Todos temos as nossas idiossincrasias que há que perdoar com
benevolência. Também eu tenho as minhas e, vistas pelos outros, talvez não
sejam poucas. Uma delas é a de não gostar de algumas palavras, de embirrar com
elas como se embirra com certas pessoas. Quando oiço coisas como “dá aí uma
dica” ou me oferecem seis dicas para ler mais, a dica põe-me de imediato de
sobreaviso e a olhar de esguelha. Sinto vontade de ranger os dentes e começar a
gritar por socorro. Contenho-me, claro, e não faço figuras tristes, penso
embora sem certeza. Trata-se de uma derivação regressiva de dicar, que provém
do latim dicāre (mostrar, proclamar). Quanto aos costados da palavrinha
ridícula, não há nada a apontar, mas irrita-me a sua utilização e, como em
muitas irritações humanas, não sei porquê. Talvez a tenha ouvido pela primeira
vez num dia de muito sol ou após uma noite mal dormida. Assim como não se
explicam os amores, medito ao ouvir, quase hipnotizado, uma peça minimalista de
Glass, também os ódios são inexplicáveis e não há dica que nos indique a sua
proveniência ou sequer a utilidade.
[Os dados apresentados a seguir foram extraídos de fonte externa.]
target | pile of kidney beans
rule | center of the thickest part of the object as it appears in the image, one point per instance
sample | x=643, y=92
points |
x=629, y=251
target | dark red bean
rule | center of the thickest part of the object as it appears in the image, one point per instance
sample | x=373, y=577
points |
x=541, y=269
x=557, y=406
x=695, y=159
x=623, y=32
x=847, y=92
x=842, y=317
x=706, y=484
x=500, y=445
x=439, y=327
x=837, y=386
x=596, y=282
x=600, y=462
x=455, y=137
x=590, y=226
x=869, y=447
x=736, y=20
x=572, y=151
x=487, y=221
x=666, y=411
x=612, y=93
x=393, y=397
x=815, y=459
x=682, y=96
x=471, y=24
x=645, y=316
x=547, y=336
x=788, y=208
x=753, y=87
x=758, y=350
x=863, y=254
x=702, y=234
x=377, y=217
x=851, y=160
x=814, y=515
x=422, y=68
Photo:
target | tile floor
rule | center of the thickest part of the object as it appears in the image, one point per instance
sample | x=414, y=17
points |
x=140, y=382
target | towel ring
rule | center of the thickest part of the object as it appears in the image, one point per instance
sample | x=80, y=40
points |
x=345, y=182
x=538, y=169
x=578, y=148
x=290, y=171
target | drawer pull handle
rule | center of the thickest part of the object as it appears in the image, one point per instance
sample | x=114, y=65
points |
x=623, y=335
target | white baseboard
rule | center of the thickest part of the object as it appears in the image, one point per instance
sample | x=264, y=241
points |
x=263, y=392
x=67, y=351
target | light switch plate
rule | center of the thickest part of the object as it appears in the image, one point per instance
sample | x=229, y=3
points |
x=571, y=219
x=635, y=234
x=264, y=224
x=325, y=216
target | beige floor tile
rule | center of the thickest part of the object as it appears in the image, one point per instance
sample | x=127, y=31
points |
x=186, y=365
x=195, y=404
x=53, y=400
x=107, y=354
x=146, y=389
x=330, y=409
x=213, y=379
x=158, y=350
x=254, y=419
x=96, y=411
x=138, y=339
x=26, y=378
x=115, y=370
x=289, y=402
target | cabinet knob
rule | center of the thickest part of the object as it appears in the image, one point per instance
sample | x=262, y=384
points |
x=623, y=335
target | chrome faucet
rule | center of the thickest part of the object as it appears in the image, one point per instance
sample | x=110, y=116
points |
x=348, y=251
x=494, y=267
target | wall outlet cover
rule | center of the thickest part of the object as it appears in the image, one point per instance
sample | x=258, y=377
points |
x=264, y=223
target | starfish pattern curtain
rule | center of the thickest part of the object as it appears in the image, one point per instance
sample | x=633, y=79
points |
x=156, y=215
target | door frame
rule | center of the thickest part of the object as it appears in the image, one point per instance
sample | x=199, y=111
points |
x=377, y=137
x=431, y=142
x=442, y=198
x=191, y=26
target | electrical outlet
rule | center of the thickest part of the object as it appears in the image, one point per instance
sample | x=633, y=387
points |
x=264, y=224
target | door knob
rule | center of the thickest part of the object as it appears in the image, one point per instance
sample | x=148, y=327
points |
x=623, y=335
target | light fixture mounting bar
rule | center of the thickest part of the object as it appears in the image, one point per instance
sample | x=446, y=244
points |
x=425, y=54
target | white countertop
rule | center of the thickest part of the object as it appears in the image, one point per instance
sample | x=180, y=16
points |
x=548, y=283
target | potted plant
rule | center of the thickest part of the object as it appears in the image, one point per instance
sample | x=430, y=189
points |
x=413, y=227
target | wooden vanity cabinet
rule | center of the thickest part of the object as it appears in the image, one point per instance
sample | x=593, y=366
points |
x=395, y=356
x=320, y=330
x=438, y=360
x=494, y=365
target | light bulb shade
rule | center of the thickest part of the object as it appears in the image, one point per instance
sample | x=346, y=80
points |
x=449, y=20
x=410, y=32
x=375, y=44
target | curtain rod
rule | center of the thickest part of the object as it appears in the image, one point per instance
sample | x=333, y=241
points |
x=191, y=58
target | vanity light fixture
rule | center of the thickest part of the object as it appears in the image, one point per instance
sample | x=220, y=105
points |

O melhor é ouvir uma coisa menos
repetitiva, calar o Glass, ir apanhar ar e comprar tangerinas no Pafarrão para
levar às netas.
E tal como não se explicam os amores e os ódios, também não sabemos (eu, pelo menos, não sei) porque me dá tanto prazer ler certos textos, enquanto que outros só me provocam bocejos - afinal são todos escritos com o mesmo alfabeto...
ResponderEliminarIdem para a música: são sempre as mesmas sete notas. E o que se faz com elas pode ir do sublime até ao ridículo.
Bom, tudo isto para lhe dizer que vou continuar a vir aqui, deliciar-me com a sua forma de usar o alfabeto e com o seu sentido de humor.
⚘
Maria
Eu fico agradecido por essa continuidade. Muito obrigado.